Experimental Models

3. Xenotransplantation of organs has been studied primarily in small animal models and in pig-to-nonhuman-primate combinations.

Small animal models. The principal model used involves transplantation of hamster or mouse hearts to rats. For the most part, the rejection of a hamster heart by a rat is similar to the rejection of a mouse heart. However, the rat does not have sufficient preformed xenoreactive natural antibodies to reject a mouse or hamster heart hyperacutely; thus rejection is dependent on the synthesis of anti-graft antibodies that, together with recipient complement, lead to rejection of the organ.(²⁷) Transplantation of mouse or hamster hearts to rats is therefore thought to be a good model of acute vascular rejection. The preliminary findings that have emerged from small animal transplants are the following: administration of immunosuppression to the rat can lead to long-term survival of hamster hearts.(²⁸) In this sense, rejection of a hamster organ transplanted to a rat appear to differ from acute vascular rejection of a pig organ in a non-human primate in which hyperacute rejection has been overcome. In the pig-to-nonhuman-primate model, immunosuppression alone is currently unable to lead to long-term survival. The second finding in the hamster or mouse heart transplants to rats has been the achievement of "accommodation".(²⁹) Accommodation refers to the survival of an organ in the presence of anti-graft antibodies and complement. Short-term inhibition of complement coupled with continuing inhibition of T cells leads to long-term survival in these two situations. An interesting finding regarding accommodation is that the surviving organ expresses genes in its endothelium and smooth muscle cells that protect the organ from rejection.(³⁰) To what extent these protective genes can be used therapeutically to aid pig organ survival in primates is not clear. Isolated cases of accommodation have been described in human allogeneic transplants as well.(³¹)

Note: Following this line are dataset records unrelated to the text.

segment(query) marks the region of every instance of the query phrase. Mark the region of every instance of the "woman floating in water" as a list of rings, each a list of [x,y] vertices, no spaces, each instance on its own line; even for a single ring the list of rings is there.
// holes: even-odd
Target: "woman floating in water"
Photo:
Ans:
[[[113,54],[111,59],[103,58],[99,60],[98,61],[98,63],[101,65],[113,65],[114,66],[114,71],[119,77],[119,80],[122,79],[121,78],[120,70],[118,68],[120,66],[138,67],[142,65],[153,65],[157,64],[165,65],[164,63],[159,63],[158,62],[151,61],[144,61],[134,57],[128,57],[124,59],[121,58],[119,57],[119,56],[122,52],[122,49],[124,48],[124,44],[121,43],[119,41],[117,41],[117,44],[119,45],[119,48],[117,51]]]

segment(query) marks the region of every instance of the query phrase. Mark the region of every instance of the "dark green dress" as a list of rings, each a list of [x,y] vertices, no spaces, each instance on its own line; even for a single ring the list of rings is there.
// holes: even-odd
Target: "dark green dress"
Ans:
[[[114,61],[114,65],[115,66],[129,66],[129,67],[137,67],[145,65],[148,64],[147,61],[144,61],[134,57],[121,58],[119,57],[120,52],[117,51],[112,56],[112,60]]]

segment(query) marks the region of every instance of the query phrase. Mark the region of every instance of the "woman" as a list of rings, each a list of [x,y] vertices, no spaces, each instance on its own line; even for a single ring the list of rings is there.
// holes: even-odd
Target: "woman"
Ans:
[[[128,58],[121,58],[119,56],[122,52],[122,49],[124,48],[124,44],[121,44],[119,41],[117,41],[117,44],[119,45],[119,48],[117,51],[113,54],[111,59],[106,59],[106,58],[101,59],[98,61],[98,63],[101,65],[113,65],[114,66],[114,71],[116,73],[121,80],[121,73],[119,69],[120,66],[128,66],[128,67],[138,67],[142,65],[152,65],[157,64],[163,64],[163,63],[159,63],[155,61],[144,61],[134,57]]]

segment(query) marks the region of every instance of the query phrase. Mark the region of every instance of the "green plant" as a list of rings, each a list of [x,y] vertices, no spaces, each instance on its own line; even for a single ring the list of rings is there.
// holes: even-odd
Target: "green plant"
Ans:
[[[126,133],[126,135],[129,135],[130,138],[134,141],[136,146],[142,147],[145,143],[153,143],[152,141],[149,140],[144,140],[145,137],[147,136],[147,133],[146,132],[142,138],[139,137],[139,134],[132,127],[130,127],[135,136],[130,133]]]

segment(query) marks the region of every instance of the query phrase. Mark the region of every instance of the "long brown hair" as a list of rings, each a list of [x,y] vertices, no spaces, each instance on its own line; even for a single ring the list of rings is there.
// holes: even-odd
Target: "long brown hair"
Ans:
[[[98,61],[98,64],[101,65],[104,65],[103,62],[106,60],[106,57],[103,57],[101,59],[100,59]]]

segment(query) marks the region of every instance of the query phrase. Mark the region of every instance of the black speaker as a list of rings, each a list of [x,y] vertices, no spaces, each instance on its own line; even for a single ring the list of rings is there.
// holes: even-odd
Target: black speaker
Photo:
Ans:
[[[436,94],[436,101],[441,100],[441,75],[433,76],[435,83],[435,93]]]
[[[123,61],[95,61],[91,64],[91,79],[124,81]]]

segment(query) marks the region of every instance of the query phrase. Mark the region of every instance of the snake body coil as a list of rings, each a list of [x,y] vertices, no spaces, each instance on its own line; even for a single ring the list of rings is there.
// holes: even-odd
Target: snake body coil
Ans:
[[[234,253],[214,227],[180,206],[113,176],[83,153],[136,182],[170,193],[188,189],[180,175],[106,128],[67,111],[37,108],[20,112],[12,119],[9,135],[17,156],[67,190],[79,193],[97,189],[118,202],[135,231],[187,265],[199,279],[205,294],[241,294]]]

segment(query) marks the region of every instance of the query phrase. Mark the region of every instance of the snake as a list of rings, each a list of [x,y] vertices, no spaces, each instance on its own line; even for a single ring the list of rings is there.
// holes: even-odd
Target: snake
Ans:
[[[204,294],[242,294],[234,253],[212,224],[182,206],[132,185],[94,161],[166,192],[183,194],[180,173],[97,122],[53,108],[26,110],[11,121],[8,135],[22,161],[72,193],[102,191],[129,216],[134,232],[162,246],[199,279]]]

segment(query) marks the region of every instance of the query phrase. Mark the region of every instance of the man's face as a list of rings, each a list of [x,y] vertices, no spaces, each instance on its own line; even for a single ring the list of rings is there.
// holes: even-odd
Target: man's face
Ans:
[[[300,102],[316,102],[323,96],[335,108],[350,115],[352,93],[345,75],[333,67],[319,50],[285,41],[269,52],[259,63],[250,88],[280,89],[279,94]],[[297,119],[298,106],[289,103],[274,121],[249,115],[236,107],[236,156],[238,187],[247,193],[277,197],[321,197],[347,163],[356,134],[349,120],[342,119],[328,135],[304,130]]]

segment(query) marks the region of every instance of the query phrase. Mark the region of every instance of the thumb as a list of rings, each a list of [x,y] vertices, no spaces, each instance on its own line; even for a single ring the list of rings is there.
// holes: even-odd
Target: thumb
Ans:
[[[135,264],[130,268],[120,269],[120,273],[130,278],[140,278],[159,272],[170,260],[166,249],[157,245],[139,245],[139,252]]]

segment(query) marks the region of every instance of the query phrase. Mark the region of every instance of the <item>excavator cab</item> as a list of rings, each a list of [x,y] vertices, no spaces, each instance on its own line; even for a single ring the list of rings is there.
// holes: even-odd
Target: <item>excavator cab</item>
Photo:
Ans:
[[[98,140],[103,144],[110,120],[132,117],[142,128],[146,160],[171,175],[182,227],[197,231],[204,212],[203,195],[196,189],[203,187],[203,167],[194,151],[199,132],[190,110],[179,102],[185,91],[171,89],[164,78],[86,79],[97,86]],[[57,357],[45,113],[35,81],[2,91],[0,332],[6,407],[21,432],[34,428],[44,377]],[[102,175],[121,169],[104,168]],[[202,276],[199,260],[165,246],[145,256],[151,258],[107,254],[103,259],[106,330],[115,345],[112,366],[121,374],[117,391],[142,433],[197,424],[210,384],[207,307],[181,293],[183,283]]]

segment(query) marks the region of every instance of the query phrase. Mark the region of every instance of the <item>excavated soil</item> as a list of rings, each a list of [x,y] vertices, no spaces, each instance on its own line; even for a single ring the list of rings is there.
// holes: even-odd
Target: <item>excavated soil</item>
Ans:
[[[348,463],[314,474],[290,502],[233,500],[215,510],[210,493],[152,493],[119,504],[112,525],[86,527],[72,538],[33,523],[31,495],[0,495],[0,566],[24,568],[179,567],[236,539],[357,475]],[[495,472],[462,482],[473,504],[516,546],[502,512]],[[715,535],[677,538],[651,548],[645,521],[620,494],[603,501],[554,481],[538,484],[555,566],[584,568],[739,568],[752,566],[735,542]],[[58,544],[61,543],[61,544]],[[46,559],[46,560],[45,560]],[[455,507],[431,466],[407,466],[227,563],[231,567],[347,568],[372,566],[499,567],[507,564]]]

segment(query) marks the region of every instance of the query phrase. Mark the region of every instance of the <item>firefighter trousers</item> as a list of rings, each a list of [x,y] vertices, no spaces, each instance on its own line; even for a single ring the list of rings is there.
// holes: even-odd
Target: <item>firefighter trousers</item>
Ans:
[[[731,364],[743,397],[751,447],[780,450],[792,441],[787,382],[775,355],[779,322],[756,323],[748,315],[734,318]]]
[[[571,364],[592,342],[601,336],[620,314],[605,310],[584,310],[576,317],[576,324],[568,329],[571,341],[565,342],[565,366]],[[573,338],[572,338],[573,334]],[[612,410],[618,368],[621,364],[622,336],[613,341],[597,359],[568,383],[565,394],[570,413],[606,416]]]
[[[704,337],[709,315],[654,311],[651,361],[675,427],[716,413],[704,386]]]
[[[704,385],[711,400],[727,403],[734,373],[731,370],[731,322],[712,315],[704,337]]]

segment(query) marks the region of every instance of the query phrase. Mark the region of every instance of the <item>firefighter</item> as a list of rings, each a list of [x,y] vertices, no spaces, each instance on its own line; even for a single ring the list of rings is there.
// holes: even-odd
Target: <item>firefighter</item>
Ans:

Large animal models. The principal model today remains transgenic pigs expressing hDAF (³²) and, in some cases, other human genes inhibiting complement cascade, coupled with immunosuppression in order to achieve survival. In most cases, normal pig organs are rejected hyperacutely by non-human primates, and thus, more rapidly than transgenic pig organs expressing hDAF.(³³) Even when hyperacute rejection is avoided, the hDAF transgenic organs are rejected in non-human primates by a process that mimics acute vascular rejection, although rejection can be very much delayed.(³⁴) Transgenic pig hearts have been shown to survive for up to 99 days when they are not asked to do life-supporting work (heterotopic transplant).(³⁵) When placed in the position of having to support life (orthotopic transplant), the longest survival periods have been a month for a cardiac xenograft(³⁶) and 78 days for a renal xenograft;(³⁷) most organs are rejected in a shorter period of time. Scientists propose two different approaches, which can be combined for achieving longer survival periods of pig organs in primates. The first is to try different immunosuppressive protocols, and the second is to produce pigs that express additional transgenes that might inhibit rejection factors associated with acute vascular rejection.